Exactly one month since the blackout began -- and a week before football season starts -- CBS and Time Warner Cable have come to agreement to end their dispute over transmission and carriage rights, CBS' communications executive Dana McClintock announced Monday. CBS, Showtime and the rest of the company's slate of channels will be restored for Time Warner Cable customers by 6 p.m. ET.
The terms of the deal are not being disclosed, for now, so we don't know which side buckled under the pressure of the looming NFL season. Regardless, this could not come at a better time for the cable company or the cable subscriber. According to an internal memo from CBS CEO Leslie Moonves, though, it certainly seems the channel came away victorious:
“The final agreements with Time Warner Cable deliver to us all the value and terms that we sought in these discussions,” Moonves wrote. “We are receiving fair compensation for CBS content and we also have the ability to monetize our content going forward on all the new, developing platforms that are right now transforming the way people watch television.”

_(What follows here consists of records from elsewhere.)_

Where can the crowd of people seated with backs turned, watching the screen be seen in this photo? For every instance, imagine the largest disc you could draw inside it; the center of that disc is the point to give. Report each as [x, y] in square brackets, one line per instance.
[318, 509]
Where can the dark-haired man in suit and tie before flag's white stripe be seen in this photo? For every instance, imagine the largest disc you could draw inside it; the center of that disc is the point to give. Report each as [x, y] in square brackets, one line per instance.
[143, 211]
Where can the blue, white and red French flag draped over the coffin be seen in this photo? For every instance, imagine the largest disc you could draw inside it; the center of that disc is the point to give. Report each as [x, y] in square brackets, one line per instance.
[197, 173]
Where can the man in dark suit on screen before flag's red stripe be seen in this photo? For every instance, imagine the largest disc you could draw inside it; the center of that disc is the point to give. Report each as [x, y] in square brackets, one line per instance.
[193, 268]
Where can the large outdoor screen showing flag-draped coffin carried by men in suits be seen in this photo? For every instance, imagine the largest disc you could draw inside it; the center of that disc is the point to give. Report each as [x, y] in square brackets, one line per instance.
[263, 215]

The NFL technically returns on Thursday night on NBC, but CBS hold the rights to carry multiple games every Sunday afternoon. The blackout that people were forced to cope with through August didn't force anyone to miss marquee programming. There was Under the Dome, sure, but other than that August is fairly barren when it comes to television. As we head into the fall, the prestige shows from CBS and Showtime are about to trot out their new episodes and football season starts again. CBS was starring directly into a black hole of lost advertising dollars if they couldn't broadcast those things to the 3.2 million people who subscribe to Time Warner Cable, while the cable company would face an ever bigger headache from angry customers threatening to finally switch providers should they not get their football fix every Sunday. It's a win for both sides.
What will happen to those lawsuits from customers looking for reimbursement for their month spent without CBS now? Your guess is as good as mine.